The Federal Writers’ Project (FWP) helped define America and American literature by supporting literary talent during the Great Depression. These books include explorations of the history of the FWP, writings and narratives from the FWP, and a select list of writers who worked for the FWP.
Portrait of America: A Cultural History of the Federal Writers’ Project 
By Jerrold Hirsch
Hirsch reviews the founding of the Federal Writers’ Project (FWP) and the significance of its American Guide series, considering the choices made by administrators who wanted to celebrate diversity as a positive aspect of American cultural identity. In his exploration of the FWP's other writings, Hirsch discusses the project's pioneering use of oral history in interviews with ordinary southerners, ex-slaves, ethnic minorities, and industrial workers. He also examines congressional critics of the FWP vision; the occasional opposition to local Federal Writers, especially in the South; and how the FWP's vision changed in response to the challenge of World War II. In the course of this study, Hirsch raises thought-provoking questions about the relationship between diversity and unity, government and culture, and, ultimately, culture and democracy.

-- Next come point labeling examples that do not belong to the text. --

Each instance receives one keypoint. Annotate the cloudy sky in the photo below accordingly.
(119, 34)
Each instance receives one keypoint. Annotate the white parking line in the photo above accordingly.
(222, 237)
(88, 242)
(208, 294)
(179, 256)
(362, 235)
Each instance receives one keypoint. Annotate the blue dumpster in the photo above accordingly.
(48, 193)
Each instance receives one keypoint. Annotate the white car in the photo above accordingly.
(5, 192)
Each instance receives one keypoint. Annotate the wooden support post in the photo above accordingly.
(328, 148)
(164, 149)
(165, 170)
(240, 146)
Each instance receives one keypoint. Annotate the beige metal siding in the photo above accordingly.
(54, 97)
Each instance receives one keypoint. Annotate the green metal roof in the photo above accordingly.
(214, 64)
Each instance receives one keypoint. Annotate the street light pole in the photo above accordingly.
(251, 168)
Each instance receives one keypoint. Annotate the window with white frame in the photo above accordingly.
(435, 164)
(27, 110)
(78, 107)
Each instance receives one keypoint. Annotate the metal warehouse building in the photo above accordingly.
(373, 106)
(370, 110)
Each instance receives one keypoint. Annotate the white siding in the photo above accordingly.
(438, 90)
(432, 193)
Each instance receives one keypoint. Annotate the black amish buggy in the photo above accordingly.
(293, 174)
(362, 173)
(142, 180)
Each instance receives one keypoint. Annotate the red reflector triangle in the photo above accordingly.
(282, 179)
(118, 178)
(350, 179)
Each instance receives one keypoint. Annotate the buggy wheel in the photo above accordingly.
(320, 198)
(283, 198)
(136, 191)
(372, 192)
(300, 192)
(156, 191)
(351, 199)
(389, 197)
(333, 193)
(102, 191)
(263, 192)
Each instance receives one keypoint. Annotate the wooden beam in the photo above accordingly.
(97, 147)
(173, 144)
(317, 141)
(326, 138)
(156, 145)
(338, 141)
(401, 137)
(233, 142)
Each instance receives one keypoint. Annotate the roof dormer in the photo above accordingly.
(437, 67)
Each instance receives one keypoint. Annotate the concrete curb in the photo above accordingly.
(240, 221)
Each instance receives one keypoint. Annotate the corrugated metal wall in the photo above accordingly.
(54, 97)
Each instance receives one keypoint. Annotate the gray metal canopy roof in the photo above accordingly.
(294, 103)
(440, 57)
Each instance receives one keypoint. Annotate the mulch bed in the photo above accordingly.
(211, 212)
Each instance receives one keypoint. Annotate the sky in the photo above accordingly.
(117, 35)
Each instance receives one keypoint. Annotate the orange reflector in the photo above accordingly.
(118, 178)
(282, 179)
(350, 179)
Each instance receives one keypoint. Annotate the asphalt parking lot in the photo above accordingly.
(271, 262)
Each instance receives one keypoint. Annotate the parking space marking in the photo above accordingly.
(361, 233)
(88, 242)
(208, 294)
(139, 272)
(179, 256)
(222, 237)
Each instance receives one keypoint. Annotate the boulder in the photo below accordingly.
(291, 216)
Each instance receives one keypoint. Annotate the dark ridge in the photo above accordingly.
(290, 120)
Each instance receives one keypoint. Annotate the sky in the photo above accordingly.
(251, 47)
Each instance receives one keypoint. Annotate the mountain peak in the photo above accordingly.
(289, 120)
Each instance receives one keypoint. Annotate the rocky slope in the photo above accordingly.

Soul of a People: The WPA Writers’ Project Uncovers Depression America 
By David Taylor
Soul of a People is about a handful of people who were on the Federal Writer's Project in the 1930s and a glimpse of America at a turning point. This particular handful of characters went from poverty to great things later, and included John Cheever, Ralph Ellison, Zora Neale Hurston, Richard Wright, and Studs Terkel. In the 1930s they were all caught up in an effort to describe America in a series of WPA guides. Through striking images and firsthand accounts, the book reveals their experiences and the most vivid excerpts from selected guides and interviews. This book was the inspiration for the documentary Soul of a People: Writing America’s Story.
The Dream and the Deal: The Federal Writers’ Project, 1935–1943 
By Jerre Mangione
Operating in every state in the union for eight turbulent years, the New Deal's Federal Writers' Project provided needed jobs for more than 10,000 writers and would-be writers (among them Saul Bellow, Ralph Ellison, and Richard Wright) and produced some 1,200 published books and pamphlets, including the American Guide Series, which gave the nation its first self-portrait.
The WPA Guides: Mapping America 
By Christine Bold
Christine Bold presents an argument for how the WPA guides shaped America’s conception of itself in the 1930s and 40s. Bold concludes that the image of America that the WPA fostered is closer to fabrication than to actuality.
Lay My Burden Down: A Folk History of Slavery 
Edited by B.A. Botkin
B.A. Botkin compiled nearly three hundred of narratives of former slaves to create a rich, unvarnished portrait of lives lived half slave, half free. Their voices reach out across the decades and teach us what they know – our history and our legacy in their telling of an indelible truth.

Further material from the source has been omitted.